One year after Reps. Fred Upton (R-Mich.) and Diane DeGette (D-Colo.) launched an initiative called 21st Century Cures, a subcommittee of the House's Energy and Commerce Committee held a hearing today to discuss a draft of the bill. The nearly 200-page draft discussion covers a broad swath of topics covering biomedical research and drug discovery. 

Among its proposals is one that would increase mandatory funding to the NIH by $10 billion over a five-year period starting in Fiscal Year 2016. For FY 2016, the bill would provide $31.81 billion in funding to NIH. By comparison, President Obama's budget request for the same period calls for $31.3 billion for NIH, a $1 billion increase from FY 2015 funding levels. 

It also would provide NIH $33.33 billion in FY 2017 and $34.85 billion in FY 2018. 

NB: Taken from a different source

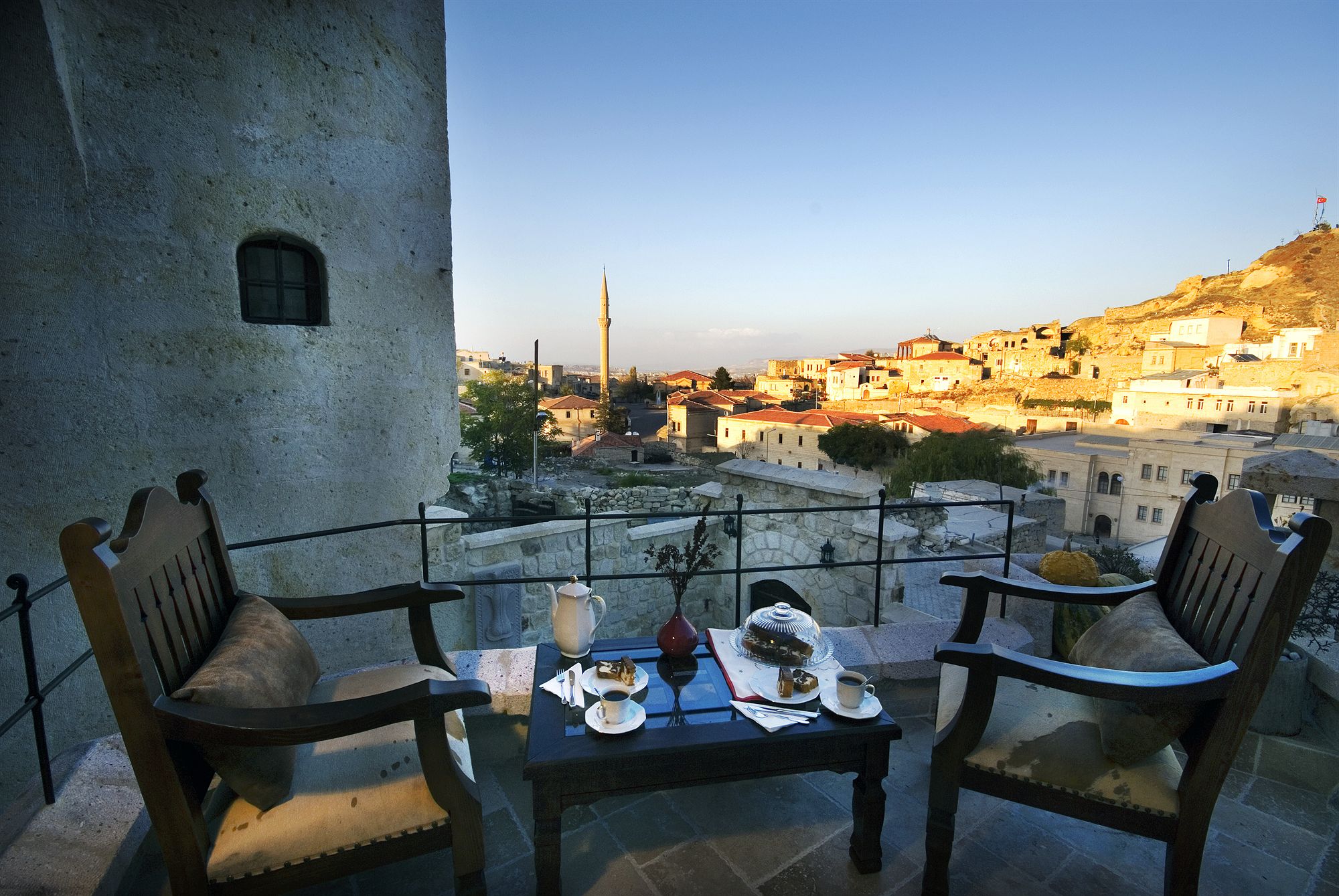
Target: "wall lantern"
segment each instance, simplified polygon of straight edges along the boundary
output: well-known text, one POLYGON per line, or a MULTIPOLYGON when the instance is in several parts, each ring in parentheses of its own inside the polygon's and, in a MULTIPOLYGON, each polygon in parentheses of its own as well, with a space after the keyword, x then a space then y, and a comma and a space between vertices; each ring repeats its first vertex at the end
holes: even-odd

In addition to the annual funding, the draft legislation would create an NIH Innovation Fund, funded at $2 billion each year for FY 2016 through FY 2020, for research initiatives directed at precision medicine, research conducted by promising young scientists, and a third category still to be determined. 

It also seeks to broadly define the roles of the US Department of Health and Human Services Secretary and the US Food and Drug Administration in advancing precision medicine. The secretary would be required to provide and update guidance and information to assist those practicing precision medicine.   

Also included in the draft discussion is the establishment of a biomedical research group tasked with reducing administrative red tape faced by NIH-funded researchers, "including with respect to the extent to which (and how) grant proposals, grant review, and management should be restructured, streamlined, and simplified." 

Some other provisions of the draft bill could meet resistance by researchers, including one provision that would allow the NIH director to require all data from research funded by the agency to be shared. Identifying information related to a human subject participating in the research, as well as trade secrets, financial, and other privileged information would be exempt from the provision, however. 

The draft discussion results from a year's worth of efforts by Upton, DeGette, and other members of the Energy and Commerce Committee to create a legislative framework for the 21st Century Cares initiative. In a statement on Wednesday, the House Energy and Commerce Committee, of which Upton is the chair and DeGette is a member, said that in the year since the initiative was first announced, the committee has held eight hearings and issued several white papers, while committee members held roundtable discussions to gather ideas and information. 

"While we have made significant progress over the last year, there is still work left to do, and our staffs, as they have done for months, will continue working round the clock to ensure that the finalized legislation can gain broad support," Upton and DeGette said in a statement released yesterday.